Write the SOP Before Building an AI Automation

A practical checklist for turning a messy repeated task into a reviewable AI automation scope.

Start With the Current Task

An AI automation project should begin with the task as it works today, not with a tool choice. Write the standard operating procedure first. The SOP does not need to be formal. It only needs to show what happens, who owns each step, what inputs are used, and what output is acceptable.

This prevents a common failure: automating a vague process and then discovering that every run needs manual judgment anyway. A clear SOP turns the project into a narrow workflow that can be tested, reviewed, and improved.

Capture the Trigger

Every useful automation starts with a trigger. Write down the exact event that starts the work:

  • A client sends a completed intake form.
  • A CSV export arrives every Monday.
  • A folder receives new invoices.
  • A support inbox receives a tagged request.
  • A content draft is approved for repurposing.

Avoid triggers such as “when there is time” or “when someone remembers.” Those are operating problems, not automation triggers. If the start condition is unclear, fix the operating rhythm before building.

Define the Inputs

List the input files, fields, and permissions before adding AI:

  • File names or source systems.
  • Required columns or answer fields.
  • Optional fields that can be blank.
  • Fields that often change names.
  • Access method, such as export, shared folder, or documented account permission.
  • Data that must not be pasted into a public model or stored in a repo.

This step is where many small automations become safer. The SOP should make credential boundaries explicit. Do not ask a client or teammate to put passwords, private tokens, or raw customer secrets into a spreadsheet, prompt, or repository.

Separate Deterministic Work From AI Work

Use deterministic steps for math, matching, formatting, and file movement. Use AI where language or judgment is useful.

Good deterministic steps:

  • Rename columns.
  • Remove duplicate rows.
  • Calculate totals.
  • Match IDs.
  • Generate a dated folder.
  • Build a standard report shell.

Good AI-assisted steps:

  • Summarize support themes.
  • Draft follow-up questions from intake answers.
  • Rewrite a report summary in plain English.
  • Classify free-text notes into review buckets.
  • Suggest risks for a human reviewer to confirm.

The SOP should state which steps are allowed to be AI-assisted and which must remain formula-based, scripted, or manually reviewed.

Write the Acceptance Check

Before building, define what a correct run looks like. A useful acceptance check is specific enough that another operator can say pass or fail.

Examples:

  • The report includes the same total row count as the source export.
  • The summary names the reporting period.
  • The draft email includes no unsupported pricing or legal claim.
  • The output file is saved with the client name and date.
  • The human reviewer can see the source file used for each final output.

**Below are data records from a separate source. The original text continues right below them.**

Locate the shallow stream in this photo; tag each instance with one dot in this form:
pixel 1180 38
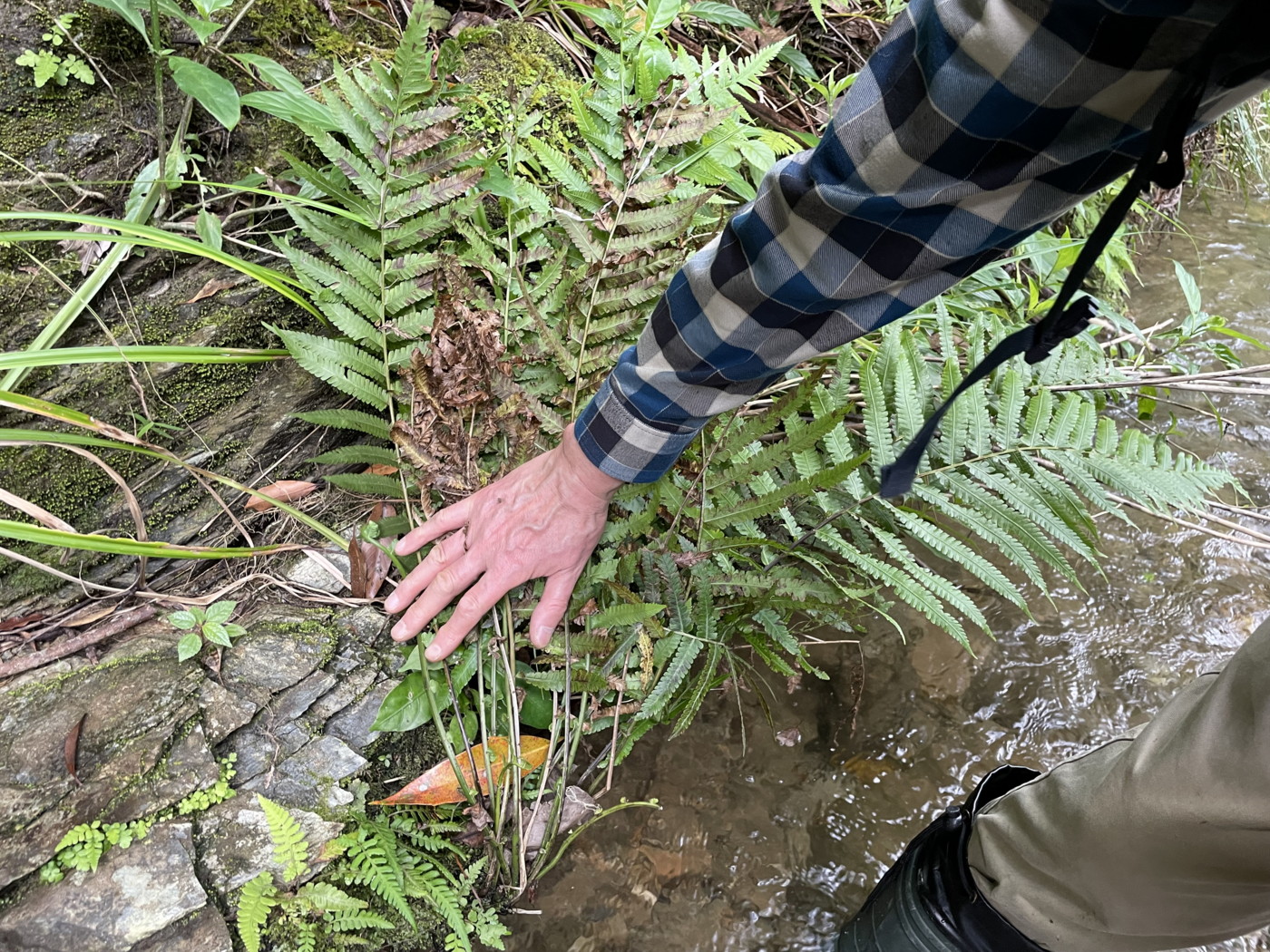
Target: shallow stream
pixel 765 846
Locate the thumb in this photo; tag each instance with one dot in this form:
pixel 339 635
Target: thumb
pixel 552 607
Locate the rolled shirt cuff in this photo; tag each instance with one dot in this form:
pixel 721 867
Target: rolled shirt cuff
pixel 622 444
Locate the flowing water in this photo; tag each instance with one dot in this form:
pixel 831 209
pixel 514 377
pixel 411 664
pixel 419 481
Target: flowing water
pixel 771 835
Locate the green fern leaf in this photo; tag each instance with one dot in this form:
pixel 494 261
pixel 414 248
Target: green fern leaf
pixel 257 899
pixel 358 453
pixel 372 860
pixel 367 484
pixel 676 673
pixel 289 847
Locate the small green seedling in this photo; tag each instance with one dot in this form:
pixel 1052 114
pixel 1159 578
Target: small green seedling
pixel 210 625
pixel 50 65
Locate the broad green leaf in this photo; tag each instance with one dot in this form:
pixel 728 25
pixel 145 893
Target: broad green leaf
pixel 406 704
pixel 209 88
pixel 221 611
pixel 216 634
pixel 1190 289
pixel 209 228
pixel 723 15
pixel 188 646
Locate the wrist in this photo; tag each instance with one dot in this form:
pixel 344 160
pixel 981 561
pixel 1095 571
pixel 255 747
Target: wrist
pixel 588 476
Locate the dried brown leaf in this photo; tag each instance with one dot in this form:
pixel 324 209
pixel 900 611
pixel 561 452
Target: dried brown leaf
pixel 88 250
pixel 72 749
pixel 357 567
pixel 22 621
pixel 95 612
pixel 282 491
pixel 213 286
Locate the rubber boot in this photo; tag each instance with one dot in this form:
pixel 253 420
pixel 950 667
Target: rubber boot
pixel 927 901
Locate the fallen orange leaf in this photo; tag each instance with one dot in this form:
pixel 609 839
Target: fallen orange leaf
pixel 441 783
pixel 282 491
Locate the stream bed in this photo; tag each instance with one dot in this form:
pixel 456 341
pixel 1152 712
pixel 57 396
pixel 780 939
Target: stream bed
pixel 771 834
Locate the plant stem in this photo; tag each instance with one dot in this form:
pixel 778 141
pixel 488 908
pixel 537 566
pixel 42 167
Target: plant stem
pixel 161 120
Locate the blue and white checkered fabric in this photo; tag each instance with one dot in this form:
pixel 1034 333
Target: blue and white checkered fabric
pixel 973 124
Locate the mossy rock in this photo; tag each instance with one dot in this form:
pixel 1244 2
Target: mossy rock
pixel 234 419
pixel 514 69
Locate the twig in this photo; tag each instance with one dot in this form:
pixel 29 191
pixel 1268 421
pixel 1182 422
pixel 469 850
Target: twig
pixel 44 178
pixel 1189 524
pixel 108 628
pixel 1177 378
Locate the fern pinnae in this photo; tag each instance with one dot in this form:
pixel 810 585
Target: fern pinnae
pixel 1010 406
pixel 705 681
pixel 1018 524
pixel 988 529
pixel 289 847
pixel 371 860
pixel 357 453
pixel 956 552
pixel 940 587
pixel 258 898
pixel 672 678
pixel 1040 409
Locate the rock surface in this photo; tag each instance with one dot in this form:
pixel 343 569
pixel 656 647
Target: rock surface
pixel 132 895
pixel 235 838
pixel 292 700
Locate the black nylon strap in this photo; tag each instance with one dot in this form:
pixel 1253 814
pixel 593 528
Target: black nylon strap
pixel 1161 164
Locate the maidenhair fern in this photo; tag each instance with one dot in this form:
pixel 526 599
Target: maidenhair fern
pixel 470 326
pixel 289 847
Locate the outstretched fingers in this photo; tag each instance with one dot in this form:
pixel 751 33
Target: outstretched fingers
pixel 552 607
pixel 444 588
pixel 472 608
pixel 447 552
pixel 444 520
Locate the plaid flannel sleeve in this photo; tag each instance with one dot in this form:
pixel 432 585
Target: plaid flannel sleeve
pixel 973 124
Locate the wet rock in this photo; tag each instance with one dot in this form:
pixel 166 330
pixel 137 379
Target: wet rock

If the output cannot be checked, the automation cannot be trusted. Add the review step to the SOP instead of pretending the workflow is fully automatic.

Build the Smallest Version

The first version should automate one narrow path:

  1. One trigger.
  2. One input package.
  3. One output.
  4. One review checklist.
  5. One fallback path when the input is incomplete.

Do not start with every exception. Capture exceptions in the SOP as “manual handling” until they repeat often enough to deserve automation.

Add a Failure Path

A human-out-of-loop system still needs a safe stop condition. The SOP should say what happens when the automation cannot continue.

Use plain rules:

  • Stop if a required file is missing.
  • Stop if a source URL fails.
  • Stop if a private credential is requested.
  • Stop if the AI output makes a claim that is not supported by the input.
  • Leave the artifact in review when a disclosure, source, or quality check fails.

This is how an automation stays useful without becoming reckless. The goal is not to remove every human decision. The goal is to make the machine do the repeatable work and stop cleanly when the decision is not safe.

Turn the SOP Into an Offer

Once the SOP runs reliably, it can become a service, template, or internal operating asset. Package the useful layer:

  • A short setup checklist.
  • Example inputs.
  • The review checklist.
  • The failure rules.
  • A note explaining what the automation does not do.

Strong automation products are specific. “Turn weekly exports into a reviewed client report” is clearer than “save time with AI.” Keep the claim tied to the workflow the SOP actually supports.